2.13.3 Inlines

D named constants can also be defined by using inline directives, which provide a more general means of creating identifiers that are replaced by predefined values or expressions during compilation. Inline directives are a more powerful form of lexical replacement than the #define directive provided by the C preprocessor because the replacement is assigned an actual type and is performed by using the compiled syntax tree and not simply a set of lexical tokens. An inline directive is specified by using a declaration of the following form:

inline type name = expression;

where type is a type declaration of an existing type, name is any valid D identifier that is not previously defined as an inline or global variable, and expression is any valid D expression. After the inline directive is processed, the D compiler substitutes the compiled form of expression for each subsequent instance of name in the program source.

For example, the following D program would trace the string "hello" and integer value 123:

inline string hello = "hello";
inline int number = 100 + 23;

BEGIN
{
  trace(hello);
  trace(number);
}

An inline name can be used anywhere a global variable of the corresponding type is used. If the inline expression can be evaluated to an integer or string constant at compile time, then the inline name can also be used in contexts that require constant expressions, such as scalar array dimensions.
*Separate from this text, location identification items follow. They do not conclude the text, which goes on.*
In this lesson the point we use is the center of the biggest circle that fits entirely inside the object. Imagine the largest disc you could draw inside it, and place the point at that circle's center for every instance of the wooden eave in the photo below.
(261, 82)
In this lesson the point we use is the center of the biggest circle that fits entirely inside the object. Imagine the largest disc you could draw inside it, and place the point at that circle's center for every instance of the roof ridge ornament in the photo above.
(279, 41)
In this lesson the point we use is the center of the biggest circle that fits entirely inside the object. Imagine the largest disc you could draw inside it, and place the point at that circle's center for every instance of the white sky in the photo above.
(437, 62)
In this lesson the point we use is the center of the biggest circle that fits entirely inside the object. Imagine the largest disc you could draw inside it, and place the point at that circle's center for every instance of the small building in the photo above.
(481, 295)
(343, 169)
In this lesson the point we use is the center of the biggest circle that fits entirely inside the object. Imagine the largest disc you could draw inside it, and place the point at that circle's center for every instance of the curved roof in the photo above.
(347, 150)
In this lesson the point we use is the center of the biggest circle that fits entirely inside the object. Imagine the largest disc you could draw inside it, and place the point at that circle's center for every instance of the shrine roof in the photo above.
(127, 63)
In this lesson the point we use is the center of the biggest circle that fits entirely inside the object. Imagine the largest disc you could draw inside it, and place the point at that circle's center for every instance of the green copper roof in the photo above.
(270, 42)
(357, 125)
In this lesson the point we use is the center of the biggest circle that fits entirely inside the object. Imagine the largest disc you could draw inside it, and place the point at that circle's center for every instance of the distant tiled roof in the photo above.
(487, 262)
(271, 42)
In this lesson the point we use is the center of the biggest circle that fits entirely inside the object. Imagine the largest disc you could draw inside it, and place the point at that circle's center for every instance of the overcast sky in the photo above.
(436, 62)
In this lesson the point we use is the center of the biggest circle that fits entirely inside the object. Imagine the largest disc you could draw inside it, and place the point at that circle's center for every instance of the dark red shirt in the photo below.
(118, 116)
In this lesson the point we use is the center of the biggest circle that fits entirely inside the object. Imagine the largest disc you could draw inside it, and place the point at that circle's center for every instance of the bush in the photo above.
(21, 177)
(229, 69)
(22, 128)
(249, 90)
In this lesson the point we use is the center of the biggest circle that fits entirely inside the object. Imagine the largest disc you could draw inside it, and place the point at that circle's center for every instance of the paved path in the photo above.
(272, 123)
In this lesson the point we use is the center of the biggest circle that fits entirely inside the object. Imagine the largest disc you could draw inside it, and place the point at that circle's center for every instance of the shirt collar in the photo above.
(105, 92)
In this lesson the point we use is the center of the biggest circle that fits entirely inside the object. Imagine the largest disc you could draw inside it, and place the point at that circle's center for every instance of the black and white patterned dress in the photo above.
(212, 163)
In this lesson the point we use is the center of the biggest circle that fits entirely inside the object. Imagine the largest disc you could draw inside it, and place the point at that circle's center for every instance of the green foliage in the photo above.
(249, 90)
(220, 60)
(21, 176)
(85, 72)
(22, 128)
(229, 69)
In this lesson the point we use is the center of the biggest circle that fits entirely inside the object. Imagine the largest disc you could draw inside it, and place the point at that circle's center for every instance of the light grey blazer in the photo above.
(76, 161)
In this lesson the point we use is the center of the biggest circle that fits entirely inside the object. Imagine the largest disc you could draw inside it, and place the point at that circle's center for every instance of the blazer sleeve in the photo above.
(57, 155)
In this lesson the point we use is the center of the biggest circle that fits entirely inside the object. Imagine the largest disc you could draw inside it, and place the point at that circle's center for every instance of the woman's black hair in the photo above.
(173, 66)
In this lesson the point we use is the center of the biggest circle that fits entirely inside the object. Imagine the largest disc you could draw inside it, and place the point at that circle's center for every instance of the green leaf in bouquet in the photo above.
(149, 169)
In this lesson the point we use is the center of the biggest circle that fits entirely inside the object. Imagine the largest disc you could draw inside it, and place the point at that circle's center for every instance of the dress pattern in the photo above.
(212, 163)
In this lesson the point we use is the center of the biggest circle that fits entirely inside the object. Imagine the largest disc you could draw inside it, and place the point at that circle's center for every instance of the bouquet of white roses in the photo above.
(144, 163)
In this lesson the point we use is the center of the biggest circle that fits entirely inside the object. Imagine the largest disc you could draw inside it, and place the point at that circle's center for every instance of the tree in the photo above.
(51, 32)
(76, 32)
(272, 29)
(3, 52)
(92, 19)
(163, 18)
The inline expression is validated for syntax errors as part of evaluating the directive. The expression result type must be compatible with the type that is defined by the inline, according to the same rules used for the D assignment operator (=). An inline expression may not reference the inline identifier itself: recursive definitions are not permitted.

The DTrace software packages install a number of D source files in the system directory /usr/lib64/dtrace/installed-version, which contain inline directives that you can use in your D programs.

For example, the signal.d library includes directives of the following form:

inline int SIGHUP = 1;
inline int SIGINT = 2;
inline int SIGQUIT = 3;
...

These inline definitions provide you with access to the current set of Oracle Linux signal names, as described in the sigaction(2) manual page. Similarly, the errno.d library contains inline directives for the C errno constants that are described in the errno(3) manual page.

By default, the D compiler includes all of the provided D library files automatically so that you can use these definitions in any D program.